La théologie rayonnante met en valeur les conditions d’émergence des énoncés. Le péché originel, le sacrifice du Christ, l’image de Marie-Madeleine comme prostituée repentante sont quelques exemples de croyances dont il faut expliquer l’origine. Cela permet de voir leur légitimité passée et leur incohérence contemporaine. Enfin, la théologie rayonnante évite de masquer les erreurs et les tâtonnements, lot quotidien de la théologie savante.
Faire remonter la spiritualité contemporaine vers la théologie savante
Les échanges oraux, les multiples publications, les centres de formation, créent pour la pastorale un chemin de transmission long et multiple. La posture ancienne faisant de la pastorale la courroie de transmission de la théologie académique s’en trouve encore complexifiée et pour tout dire, inopérante.
L’atout principal de la pastorale réside dans son contact avec la population et non dans son contact avec la théologie savante. La pastorale se trouve investie d’une mission nouvelle. Non plus d’être une voix faisant descendre la théologie universitaire vers la population, mais une voix faisant monter vers la théologie la spiritualité de la population.
Le développement de l’esprit scientifique est l’une des valeurs essentielles à promouvoir à notre époque. De ce point de vue, le religieux est souvent perçu comme une contre-valeur. Il importe donc de promouvoir une étude scientifique du religieux. Pour la légitimer elle doit répondre aux aspirations spirituelles de nos contemporains. La pastorale a désormais pour principale mission de les déceler. Il manque une organisation capable d’en être le réceptacle. Cette organisation permettrait de libérer de l’énergie pour parfaire la dynamique des rencontres en particulier en libérant de l’espace pour le discours spirituel de nos contemporains.
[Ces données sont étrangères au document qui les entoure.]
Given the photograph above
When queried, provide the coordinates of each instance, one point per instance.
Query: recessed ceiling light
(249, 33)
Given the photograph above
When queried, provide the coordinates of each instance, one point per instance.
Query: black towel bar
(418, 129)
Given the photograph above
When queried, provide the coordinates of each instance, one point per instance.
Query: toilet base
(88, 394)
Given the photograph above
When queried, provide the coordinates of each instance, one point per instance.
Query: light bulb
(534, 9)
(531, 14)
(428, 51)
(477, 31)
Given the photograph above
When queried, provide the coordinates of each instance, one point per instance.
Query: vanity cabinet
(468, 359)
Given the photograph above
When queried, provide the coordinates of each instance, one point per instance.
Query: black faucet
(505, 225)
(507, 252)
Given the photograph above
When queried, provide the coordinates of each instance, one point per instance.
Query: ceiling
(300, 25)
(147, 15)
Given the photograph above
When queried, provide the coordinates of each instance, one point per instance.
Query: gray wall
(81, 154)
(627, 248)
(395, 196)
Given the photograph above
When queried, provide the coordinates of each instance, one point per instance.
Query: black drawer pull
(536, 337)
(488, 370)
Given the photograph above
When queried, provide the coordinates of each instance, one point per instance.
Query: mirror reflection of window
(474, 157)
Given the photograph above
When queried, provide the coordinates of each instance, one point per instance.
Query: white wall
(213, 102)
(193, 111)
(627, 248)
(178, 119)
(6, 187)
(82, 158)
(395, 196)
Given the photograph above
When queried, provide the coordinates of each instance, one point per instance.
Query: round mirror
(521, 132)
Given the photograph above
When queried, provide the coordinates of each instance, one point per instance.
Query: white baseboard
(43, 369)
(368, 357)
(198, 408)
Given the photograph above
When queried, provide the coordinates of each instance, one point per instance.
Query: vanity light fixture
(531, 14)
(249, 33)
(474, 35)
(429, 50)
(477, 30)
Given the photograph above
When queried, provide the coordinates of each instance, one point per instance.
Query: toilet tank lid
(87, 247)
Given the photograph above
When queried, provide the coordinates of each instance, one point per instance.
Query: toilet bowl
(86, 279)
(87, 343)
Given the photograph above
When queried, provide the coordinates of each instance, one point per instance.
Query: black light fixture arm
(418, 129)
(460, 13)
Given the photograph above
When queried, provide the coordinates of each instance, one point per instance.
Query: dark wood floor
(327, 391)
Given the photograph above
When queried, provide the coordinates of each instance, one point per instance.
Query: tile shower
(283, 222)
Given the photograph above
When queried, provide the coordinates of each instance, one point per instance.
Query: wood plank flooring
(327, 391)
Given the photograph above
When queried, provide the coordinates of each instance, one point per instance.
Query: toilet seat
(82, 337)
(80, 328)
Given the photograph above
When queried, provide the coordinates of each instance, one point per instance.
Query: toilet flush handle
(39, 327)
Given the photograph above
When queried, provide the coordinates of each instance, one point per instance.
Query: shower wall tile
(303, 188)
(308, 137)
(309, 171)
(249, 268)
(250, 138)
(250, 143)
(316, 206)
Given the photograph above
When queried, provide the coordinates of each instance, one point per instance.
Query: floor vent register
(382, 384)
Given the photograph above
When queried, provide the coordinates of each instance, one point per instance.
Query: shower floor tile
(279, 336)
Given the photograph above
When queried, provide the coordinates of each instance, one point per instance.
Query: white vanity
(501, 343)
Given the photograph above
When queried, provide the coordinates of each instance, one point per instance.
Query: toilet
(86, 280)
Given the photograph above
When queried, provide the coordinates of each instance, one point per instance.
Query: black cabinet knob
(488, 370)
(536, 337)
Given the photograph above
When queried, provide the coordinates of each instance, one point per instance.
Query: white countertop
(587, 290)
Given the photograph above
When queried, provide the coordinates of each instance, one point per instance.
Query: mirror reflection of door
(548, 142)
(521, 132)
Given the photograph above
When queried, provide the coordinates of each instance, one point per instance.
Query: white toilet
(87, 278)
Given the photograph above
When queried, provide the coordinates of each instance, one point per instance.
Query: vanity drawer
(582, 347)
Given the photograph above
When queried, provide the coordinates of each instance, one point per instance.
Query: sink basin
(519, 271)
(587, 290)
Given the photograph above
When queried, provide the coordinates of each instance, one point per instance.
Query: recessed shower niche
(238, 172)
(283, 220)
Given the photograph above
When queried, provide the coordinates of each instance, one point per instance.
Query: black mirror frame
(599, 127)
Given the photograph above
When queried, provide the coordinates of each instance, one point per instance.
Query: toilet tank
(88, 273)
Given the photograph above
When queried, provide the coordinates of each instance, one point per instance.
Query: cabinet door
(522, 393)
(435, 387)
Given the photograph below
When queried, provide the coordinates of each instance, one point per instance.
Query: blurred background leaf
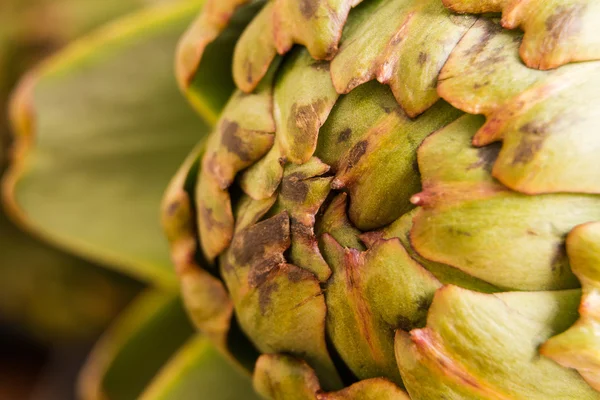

Claude Demissy a étudié la théologie à Strasbourg où il a soutenu une thèse de doctorat Ruse et violence dans le livre de Judith. Il a été pasteur à Metz et à Strasbourg puis à Aubonne. Durant son ministère il a pu se former à la communication, à l’édition et à la pédagogie. Cela lui permet de développer une théologie du bonheur adaptée à notre société post-moderne. Il souhaite libérer la théologie protestante de l’emprise de sa tradition inadaptée au 21e siècle. Il a publié aux éditions cabédita et Dieu créa le bonheur (2020), Marie-Madeleine, la première chrétienne (2022), et travaille (pour 2023), sur l’importance de la gastronomie dans la Bible.
Trop de cerveau tue l Esprit, aussi faut- il revenir aux fondamentaux mais aussi découvrir les chrétiennes Orientales, Asiatiques et Africaines, trop vite écartées par nos Églises « occidentales »
Oui, le christianisme a une extrême richesse issue du monde entier. Grâce à cette diversité nous pouvons élargir notre offre spirituelle et donc être au service de toutes et tous.
C’est également valable pour la musique : nous sommes héritiers de la musique classique occidentale alors que notre époque est ouverte à bien d’autres styles.